Step 1: The preparation
1. I have two main curly strand sizes (plus some straight hair too but I didn't use this for obvious reasons).
2. I have super curly hair that pretty much coils round as you can see in the picture below.
3. For a better view, I stretched out the length loosely and picked out shed hair that matched the smaller strand size A (mostly because there was more of it).
Step 2: The experiment
1. I took 4 individual stands of hair and washed them in shampoo to get rid of any hair product on them (oil or conditioner). I then let them air dry.
2. I took 2 strands and soaked them in plain water for 24 hours. The next two strands were soaked in a solution of baking soda for 24 hours (dissolved as much baking soda as the water could hold)
Step 3: The result
From my point of view (see the pic below), I could not see a difference between the water soaked strands and the baking soda treatment. The hair had the same curl and stretched out in the same way. The curl pattern looked the same before and after.
Step 4: The conclusion
From my experiment using my baking soda (Sainsbury's brand if you are interested), there was no 'relaxing' of the curl.

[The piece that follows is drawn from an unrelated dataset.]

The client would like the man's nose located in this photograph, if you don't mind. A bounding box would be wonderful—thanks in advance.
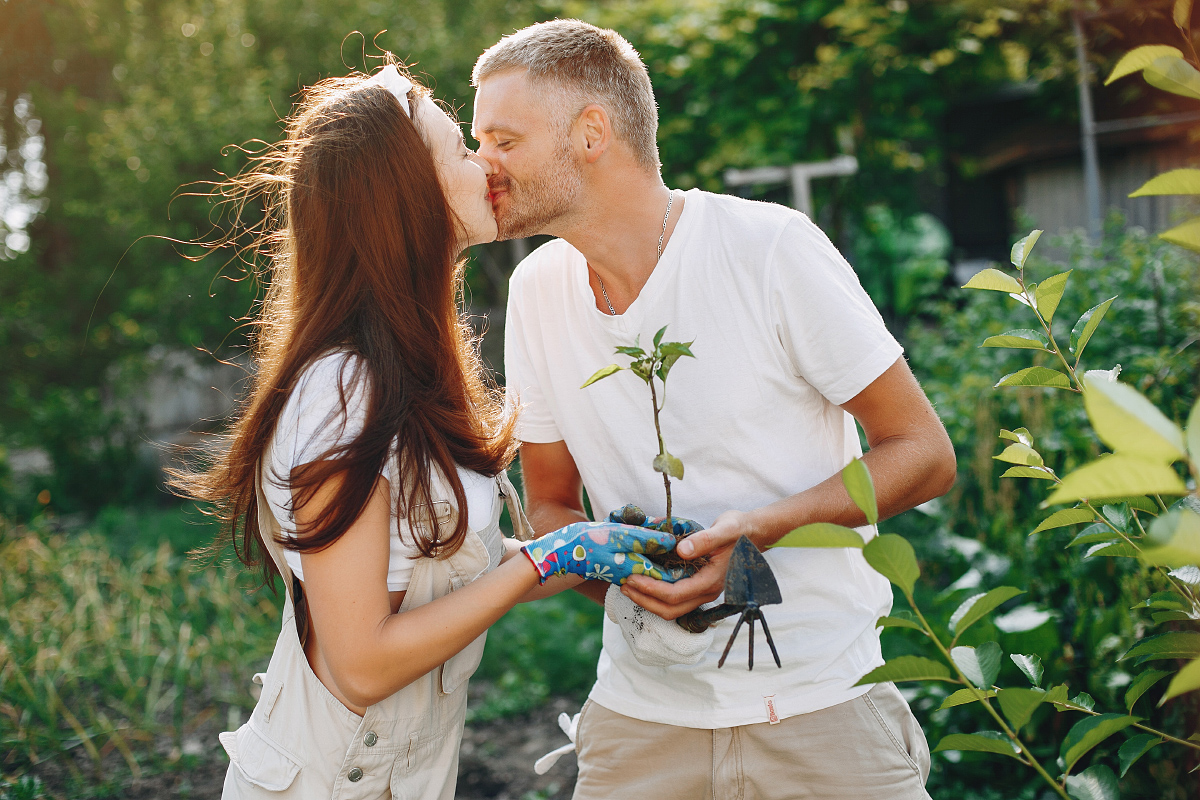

I think it matters that the baking soda I used had some corn starch in it (all the ones on the shelf did too). Its pH was 7-8 (as measured by me). Some people report that pure baking soda should have a pH of 9. Relaxers have a pH of 10-12. I do think people should know that the pH of the relaxer is important towards relaxing hair but more important is the ability to break the bonds of the hair. In short, I do not think that baking soda can break bonds.
I think much like the coconut lime relaxer, some people are confusing moisturised hair with relaxed hair.